Publicado originalmente na Cinética em Janeiro de 2010.
Montagem de afecções
Esperando Telê é um filme curioso por tudo que ele se torna, mesmo que à revelia de seu projeto inicial. A princípio, talvez pudéssemos esperar um documentário mais convencional sobre uma personagem (Telê Santana) e seu universo (o futebol); mas, como indica o título, essa personagem não chega, e esse filme também não. O que sobra é um estilhaçamento completo dessa figura e desse mundo (não é disparate algum pensar em I’m Not There, de Todd Haynes), que resulta em um filme de época: Esperando Telê é um filme sobre o Brasil em 1993-1994, perpassado pelo futebol – pois não poderia ser diferente – mas não apenas debitário dele.
Sobrevivem, nas entrelinhas, o momento político, as mudanças de mentalidade e de comportamento, a relação com as imagens, as roupas, as mudanças monetárias; e é justamente daí que sai o filme mais interessante. Isso se dá, não exatamente pela implicação natural de todo filme ser um documento de época, mas sim porque Rubens Rewald e Tales Ab’Sáber retomam esse material com a consciência desse distanciamento, e percebem que, na ausência de Telê, existe um mundo que gira ao seu redor – que é circunscrito por ele e, ao mesmo tempo, determina a importância de seus gestos. Se Telê aparece, pelas imagens de televisão, como um último bastião confiável da ética no futebol, é inevitável que tal impressão reflita a era Collor, a descrença generalizada, e uma eventual mudança do futebol de fé (Telê) para a administração funcional e fria da era Parreira. Esperando Telê flagra o momento em que o Brasil começa a querer se profissionalizar.

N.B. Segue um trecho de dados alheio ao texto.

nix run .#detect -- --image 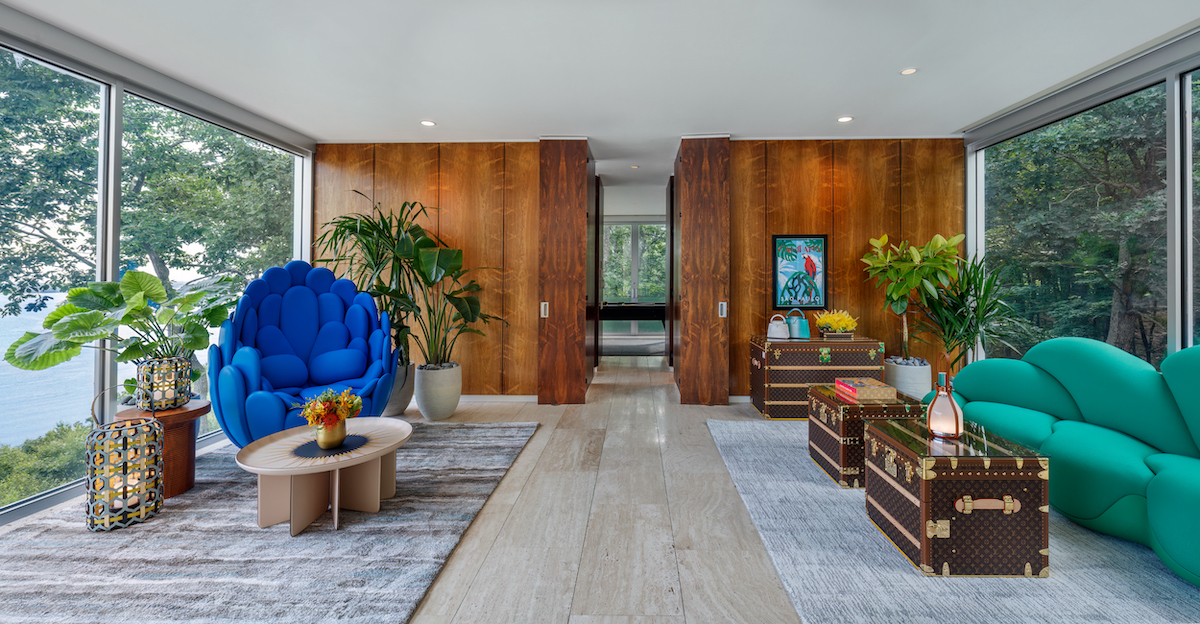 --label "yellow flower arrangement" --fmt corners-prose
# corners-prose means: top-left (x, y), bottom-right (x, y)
top-left (816, 310), bottom-right (858, 332)
top-left (300, 388), bottom-right (362, 428)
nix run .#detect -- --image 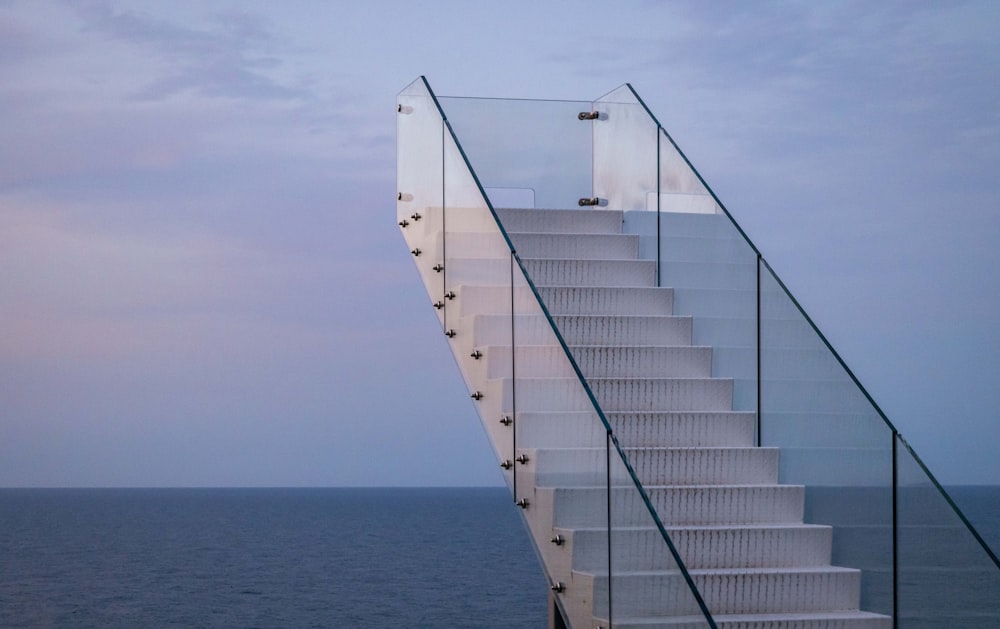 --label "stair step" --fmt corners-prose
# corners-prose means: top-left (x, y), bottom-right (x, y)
top-left (553, 315), bottom-right (692, 346)
top-left (570, 345), bottom-right (712, 378)
top-left (536, 485), bottom-right (805, 528)
top-left (517, 441), bottom-right (778, 487)
top-left (480, 343), bottom-right (712, 378)
top-left (499, 376), bottom-right (733, 412)
top-left (625, 447), bottom-right (778, 485)
top-left (508, 232), bottom-right (639, 260)
top-left (473, 312), bottom-right (692, 346)
top-left (521, 258), bottom-right (656, 286)
top-left (591, 611), bottom-right (893, 629)
top-left (573, 566), bottom-right (861, 616)
top-left (538, 286), bottom-right (674, 316)
top-left (606, 411), bottom-right (757, 447)
top-left (496, 208), bottom-right (623, 234)
top-left (588, 378), bottom-right (733, 412)
top-left (555, 524), bottom-right (833, 573)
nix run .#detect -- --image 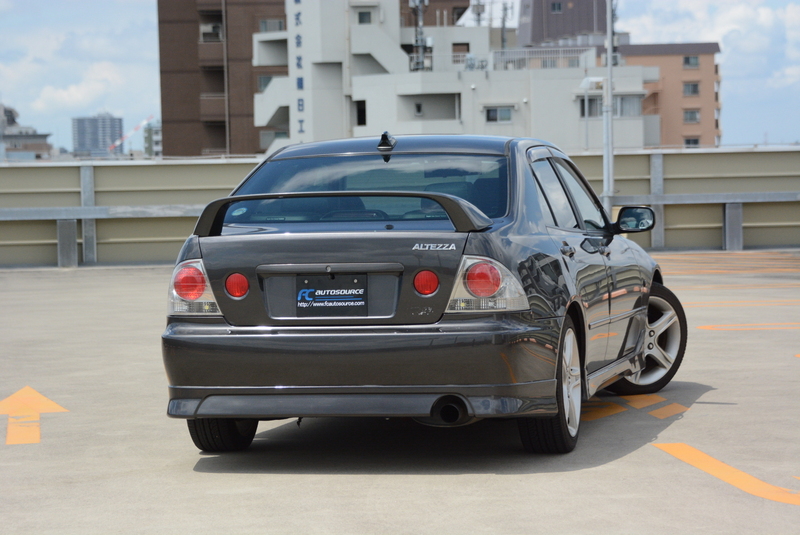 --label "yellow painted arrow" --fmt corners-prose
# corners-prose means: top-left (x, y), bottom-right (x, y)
top-left (0, 386), bottom-right (69, 444)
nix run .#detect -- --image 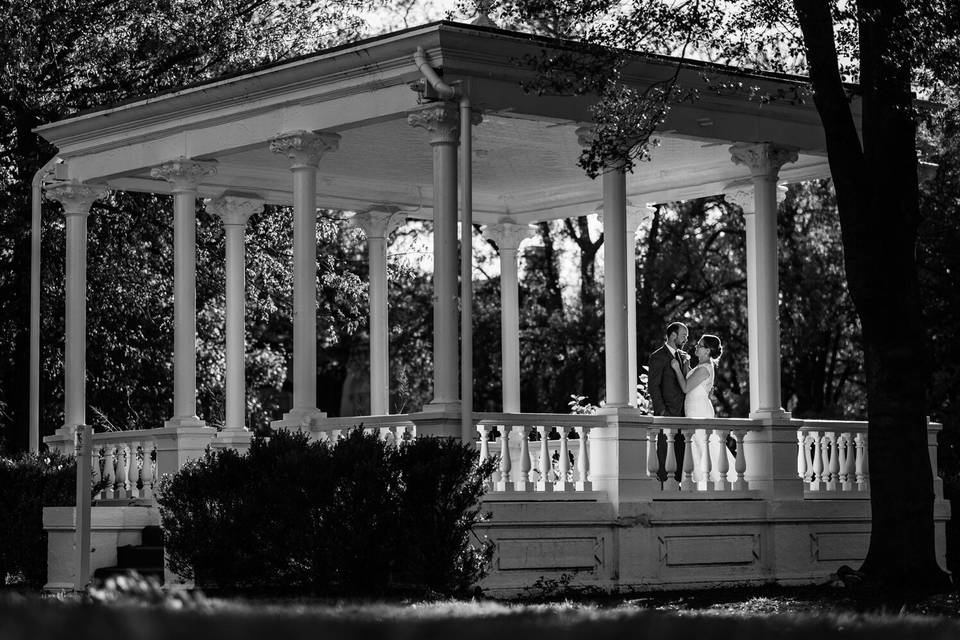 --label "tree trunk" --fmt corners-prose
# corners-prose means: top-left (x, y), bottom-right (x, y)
top-left (794, 0), bottom-right (949, 590)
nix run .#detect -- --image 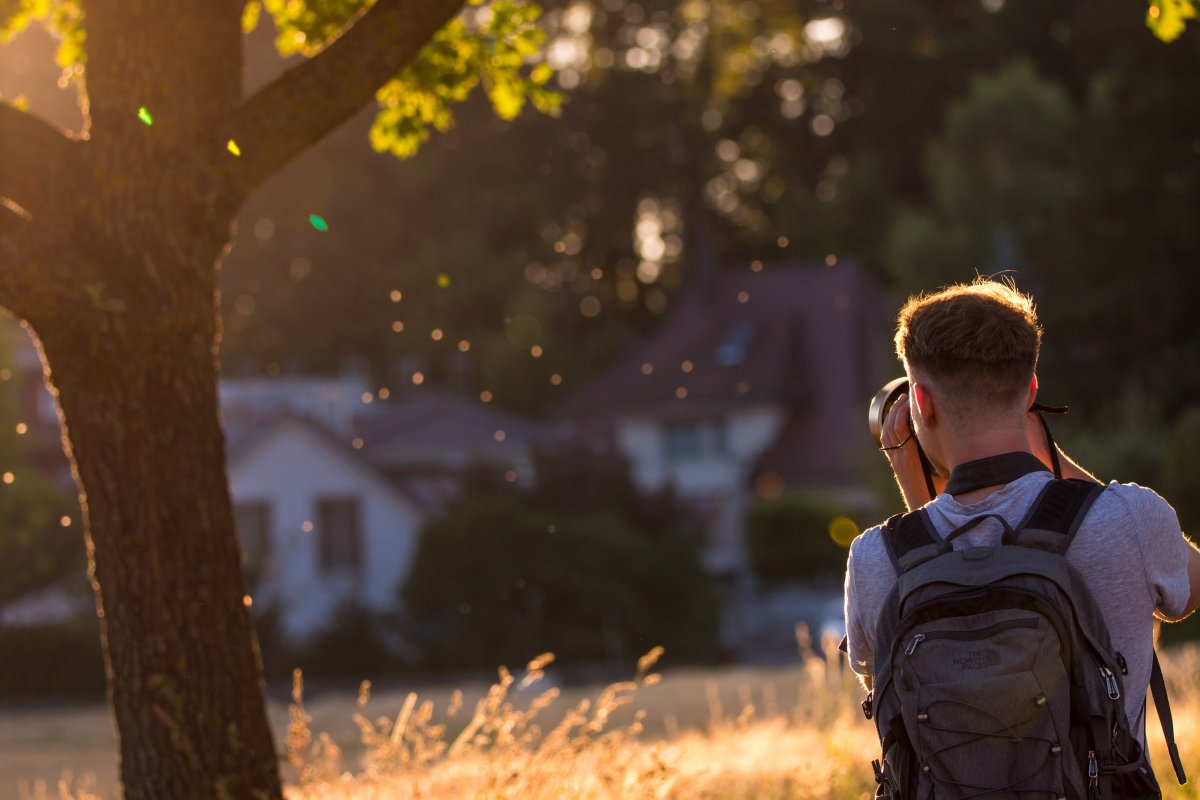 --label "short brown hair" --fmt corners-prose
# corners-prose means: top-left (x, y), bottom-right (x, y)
top-left (895, 278), bottom-right (1042, 407)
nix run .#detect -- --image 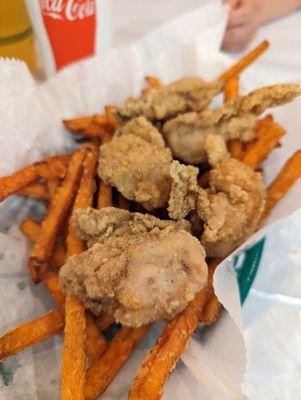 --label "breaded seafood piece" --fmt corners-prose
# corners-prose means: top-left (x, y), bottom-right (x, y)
top-left (168, 135), bottom-right (265, 257)
top-left (72, 207), bottom-right (190, 247)
top-left (163, 84), bottom-right (301, 164)
top-left (60, 226), bottom-right (207, 327)
top-left (98, 117), bottom-right (172, 211)
top-left (117, 77), bottom-right (223, 121)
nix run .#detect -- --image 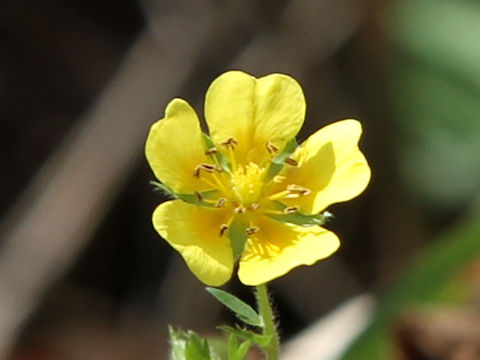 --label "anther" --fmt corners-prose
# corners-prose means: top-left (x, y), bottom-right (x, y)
top-left (215, 197), bottom-right (227, 207)
top-left (250, 203), bottom-right (260, 210)
top-left (287, 184), bottom-right (312, 195)
top-left (193, 163), bottom-right (223, 178)
top-left (245, 226), bottom-right (260, 236)
top-left (235, 205), bottom-right (247, 214)
top-left (205, 147), bottom-right (218, 155)
top-left (266, 141), bottom-right (280, 155)
top-left (220, 224), bottom-right (228, 236)
top-left (195, 191), bottom-right (203, 202)
top-left (285, 157), bottom-right (298, 166)
top-left (220, 137), bottom-right (238, 149)
top-left (283, 206), bottom-right (298, 215)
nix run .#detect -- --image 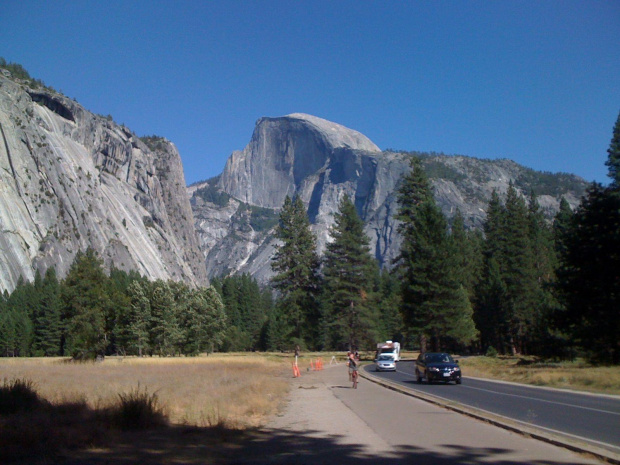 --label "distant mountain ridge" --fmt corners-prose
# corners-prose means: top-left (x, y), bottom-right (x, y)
top-left (0, 63), bottom-right (588, 292)
top-left (0, 70), bottom-right (208, 292)
top-left (188, 113), bottom-right (588, 282)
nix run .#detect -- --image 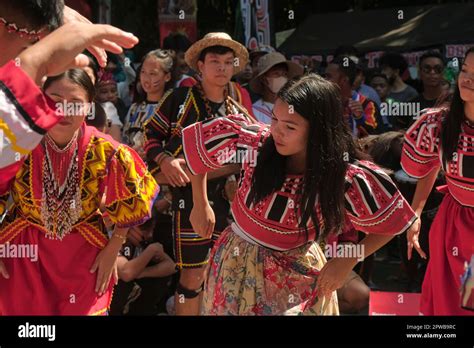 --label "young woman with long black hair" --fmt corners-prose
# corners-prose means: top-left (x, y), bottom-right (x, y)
top-left (183, 74), bottom-right (416, 315)
top-left (402, 48), bottom-right (474, 315)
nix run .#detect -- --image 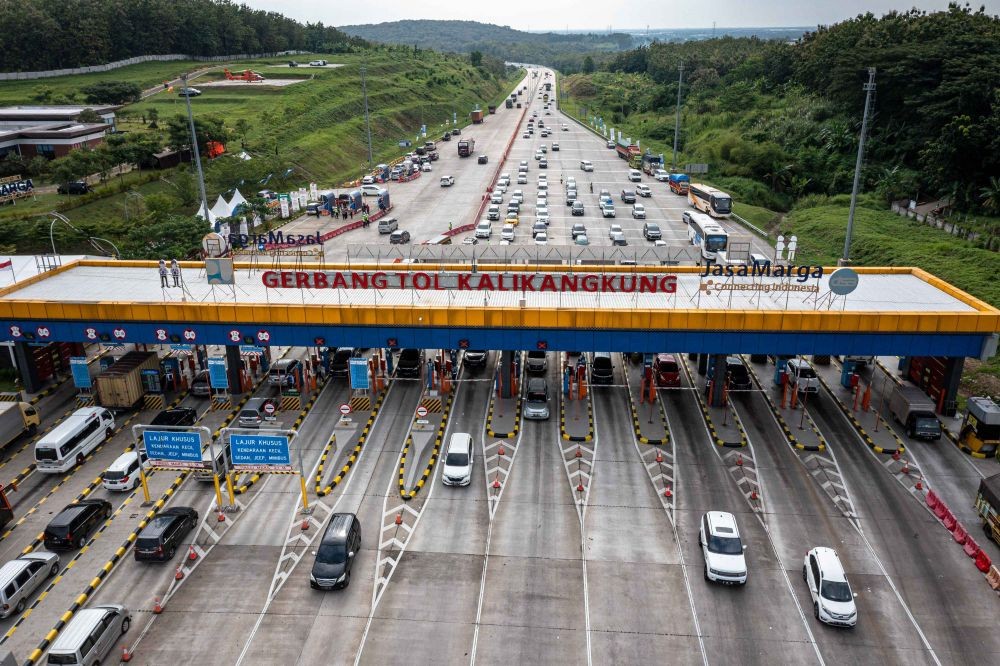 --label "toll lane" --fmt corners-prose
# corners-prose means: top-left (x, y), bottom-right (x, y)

Por isso mesmo, é inevitável que o subtexto político do filme esteja justamente em sua desigualdade: em época de busca pela profissionalização, Esperando Telê é um monstro torto e mal ajambrado. Há muito de político nessa ação, embora nem sempre ela funcione a favor da fruição – há longos clipes musicais de imagens frequentemente inúteis, e desvios tão brutais (toda a parte sobre Pelé, por exemplo) que por vezes parecem realmente perdidos dentro de um outro filme. Mas há algo louvável nessa desobediência que usa uma personagem notável para falar tanto da inabilidade de se chegar até ela (lembremos, mais uma vez, da obra de Todd Haynes), quanto da percepção de que ela não pode existir fora de seu momento histórico, com seus impulsos congelados, pairando sobre um tempo que não mais existe.
A montagem de Esperando Telê é uma montagem de afecções no sentido literal da palavra: os sentidos se contaminam e se transformam, se espalham como uma doença não-diagnosticável, destruindo o que restava do sujeito, mas dando origem a um novo organismo. Esse processo é mais aleatório do que sistemático – o que fica claro na maneira como os diretores preservam a estrutura de plano e contraplano dos programas de televisão usados no filme, assimilando suas construções de personagens (os closes de Parreira como vilão são extraordinários) quando elas parecem suficientemente fortes como documentos a serem reavivados, mas digressionando sempre que a espiral começa a girar em falso. Em Esperando Telê, o que fica de mais marcante é justamente esse abraço torto do não-convencional, esse filme que realmente parece poder mudar de rumo e olhar a qualquer momento, mas que conserva algo de autêntico, de fiel ao espírito do filme e ao olhar dos diretores nessa autofagia.